Кровоточащие губы Майлза обнажили зубы в маниакальной усмешке. – «Здесь нынче солнце Йорка злую зиму», – прокричал он, – «В ликующее лето превратило…»

Годы прошли с тех пор, как он учил наизусть эту древнюю пьесу, но яркое пятисложие ямба неудержимо тащило его за собой. Гален ничем не мог заставить его заткнуться, – разве что избить до потери сознания. Майлз не дошел еще до конца первого действия, как двое охранников отволокли его обратно вниз по лифтовой шахте и грубо швырнули обратно в камеру.

Но и там скорострельные нейроны заставили его метаться от стены к стене: он вышагивал и декламировал, запрыгивал на скамью и слезал с нее в нужные моменты, исполнял все женские реплики высоким фальцетом. Майоз исполнил все, до последнего «Аминь!», и лишь тогда чем рухнул на пол, тяжело дыша.

Капитан Галени, который скорчился на скамье и весь последний час сидел, защитным жестом зажав ладонями уши, осторожно поднял голову. – Вы закончили? – мягко спросил он.

Майлз перекатился на спину и тупо уставился на светильник. – Троекратное ура грамотности… меня тошнит.
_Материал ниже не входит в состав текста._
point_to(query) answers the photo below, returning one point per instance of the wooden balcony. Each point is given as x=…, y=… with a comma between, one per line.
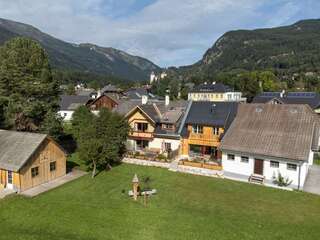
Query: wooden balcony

– Неудивительно. – Галени и сам выглядел бледным и больным, его все еще трясло после парализатора. – Что это было?

– Пьеса или препарат?

– Пьесу я узнал, спасибо. Препарат.

– Фаст-пента.

– Шутите!

– Не шучу. У меня странные реакции на некоторые лекарства. Есть целый химический класс снотворных, которых мне и касаться не стоит. Этот препарат явно из того же ряда.

– Вот так везение!

«Я всерьез засомневался, стоит ли сохранять ему жизнь…». – Не думаю, – сухо отозвался Майлз. Шатясь, он поднялся на ноги и ввалился в ванную, держась за стены; там его вывернуло, и он потерял сознание.

***

Майлз проснулся от того, что глаза ему колол немигающий свет лампы над головой, и судорожно загородился рукой. Кто-то – Галени? – положил его на скамью. Сам Галени спал сейчас напротив, тяжело дыша. Тарелка с едой, холодной и застывшей, стояла на дальнем конце майлзовой скамьи. Должно быть, сейчас глубокая ночь. Майлз ощутил тошноту при одном взгляде на тарелку и убрал ее под скамью – с глаз долой. Время тянулось неумолимо; Майлз метался, переворачивался, садился, ложился вновь, все у него болело, его мутило, и даже роскошь сбежать в сон была недоступна.